A RAG system has none of those problems by construction.
When you do both
Sometimes the right answer is both. You fine-tune for behaviour and tone. You RAG for knowledge. Customer support is the canonical example: fine-tune so the model writes in your brand voice and follows your escalation rules, then RAG so it cites the actual current product documentation rather than the version it saw during training.
In that hybrid, fine-tuning is the small layer (formatting, tone, guardrails) and RAG is the large layer (the substance of the answer). If your fine-tune is doing knowledge work, you have the layers inverted.
A practical decision tree
When a client asks me "should we fine-tune", I run them through this:
- Does the model already know how to do the task in principle, but you want it to do it with your specific information? RAG.
- Does the model fail to do the task at all, regardless of context? Fine-tune, but only after you have tried prompting hard.
- Does the task always produce a specific structured output that prompting cannot reliably enforce? Fine-tune.
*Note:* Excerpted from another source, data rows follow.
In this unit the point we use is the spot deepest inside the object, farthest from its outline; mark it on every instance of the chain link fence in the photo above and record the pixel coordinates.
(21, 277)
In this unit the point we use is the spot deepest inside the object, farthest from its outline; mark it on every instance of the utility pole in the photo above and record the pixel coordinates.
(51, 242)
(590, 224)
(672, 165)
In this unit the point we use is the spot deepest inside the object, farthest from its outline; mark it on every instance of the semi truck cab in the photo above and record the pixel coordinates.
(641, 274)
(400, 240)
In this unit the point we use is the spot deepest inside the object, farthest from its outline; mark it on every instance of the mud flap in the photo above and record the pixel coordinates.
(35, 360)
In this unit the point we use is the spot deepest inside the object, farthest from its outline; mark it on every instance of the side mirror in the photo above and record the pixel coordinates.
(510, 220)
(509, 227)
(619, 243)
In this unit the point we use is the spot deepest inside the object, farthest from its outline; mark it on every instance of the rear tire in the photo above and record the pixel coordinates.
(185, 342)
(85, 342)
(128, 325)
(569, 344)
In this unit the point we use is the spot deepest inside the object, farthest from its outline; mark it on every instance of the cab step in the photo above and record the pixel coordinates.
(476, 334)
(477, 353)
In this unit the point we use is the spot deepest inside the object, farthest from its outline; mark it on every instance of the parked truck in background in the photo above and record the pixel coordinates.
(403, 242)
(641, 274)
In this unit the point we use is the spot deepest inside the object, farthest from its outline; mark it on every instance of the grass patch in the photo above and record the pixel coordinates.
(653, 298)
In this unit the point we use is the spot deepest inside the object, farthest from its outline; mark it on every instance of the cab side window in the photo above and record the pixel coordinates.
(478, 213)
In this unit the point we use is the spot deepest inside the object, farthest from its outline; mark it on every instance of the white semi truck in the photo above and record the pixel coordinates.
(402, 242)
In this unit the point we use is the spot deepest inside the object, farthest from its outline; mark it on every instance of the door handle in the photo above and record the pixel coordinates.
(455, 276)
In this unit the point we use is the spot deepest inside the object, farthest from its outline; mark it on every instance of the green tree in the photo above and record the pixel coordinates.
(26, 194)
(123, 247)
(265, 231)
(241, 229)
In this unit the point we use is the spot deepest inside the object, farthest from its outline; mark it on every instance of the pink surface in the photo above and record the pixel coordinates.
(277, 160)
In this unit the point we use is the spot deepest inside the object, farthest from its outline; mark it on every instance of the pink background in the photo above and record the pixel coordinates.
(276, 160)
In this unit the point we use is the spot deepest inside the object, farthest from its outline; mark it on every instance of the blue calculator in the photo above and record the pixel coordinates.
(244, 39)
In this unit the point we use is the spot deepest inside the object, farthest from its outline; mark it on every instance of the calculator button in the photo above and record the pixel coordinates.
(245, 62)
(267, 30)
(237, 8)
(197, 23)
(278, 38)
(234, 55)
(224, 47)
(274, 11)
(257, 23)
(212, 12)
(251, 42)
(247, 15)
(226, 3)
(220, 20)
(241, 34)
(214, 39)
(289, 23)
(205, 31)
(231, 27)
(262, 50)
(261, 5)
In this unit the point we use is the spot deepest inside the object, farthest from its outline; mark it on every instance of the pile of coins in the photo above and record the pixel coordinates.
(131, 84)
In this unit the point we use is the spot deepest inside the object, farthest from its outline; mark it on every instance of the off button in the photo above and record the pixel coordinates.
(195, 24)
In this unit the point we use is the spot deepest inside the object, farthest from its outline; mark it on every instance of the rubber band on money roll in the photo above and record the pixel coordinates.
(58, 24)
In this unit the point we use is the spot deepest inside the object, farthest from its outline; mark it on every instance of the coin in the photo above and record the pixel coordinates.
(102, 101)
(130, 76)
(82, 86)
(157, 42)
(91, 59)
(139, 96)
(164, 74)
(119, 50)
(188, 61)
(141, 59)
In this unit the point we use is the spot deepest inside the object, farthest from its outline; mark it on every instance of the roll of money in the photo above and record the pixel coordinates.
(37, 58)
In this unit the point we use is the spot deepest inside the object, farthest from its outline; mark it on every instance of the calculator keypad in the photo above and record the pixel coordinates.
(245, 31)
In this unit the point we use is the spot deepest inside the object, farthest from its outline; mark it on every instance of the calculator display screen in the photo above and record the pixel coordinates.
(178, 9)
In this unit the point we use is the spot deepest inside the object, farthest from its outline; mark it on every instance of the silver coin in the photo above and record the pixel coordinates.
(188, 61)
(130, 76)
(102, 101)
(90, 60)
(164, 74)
- Are you trying to make a smaller cheaper model behave like a bigger one on a narrow workload? Fine-tune.
- Do you want the model to "be an expert in our domain"? RAG. Always RAG. This is never fine-tuning, no matter what the vendor said.
That tree handles 95% of the cases I see. The 5% that genuinely need both are obvious when you get there.
Closing thought
The fine-tuning industry will not love this post. That is fine. The industry has spent two years selling training as the answer to problems that were really retrieval problems. Some of that was honest enthusiasm. Some of it was upselling. The 2025 conversation needs to be more disciplined, and it starts with engineers being able to tell their executives "we don't need to fine-tune, we need to retrieve better".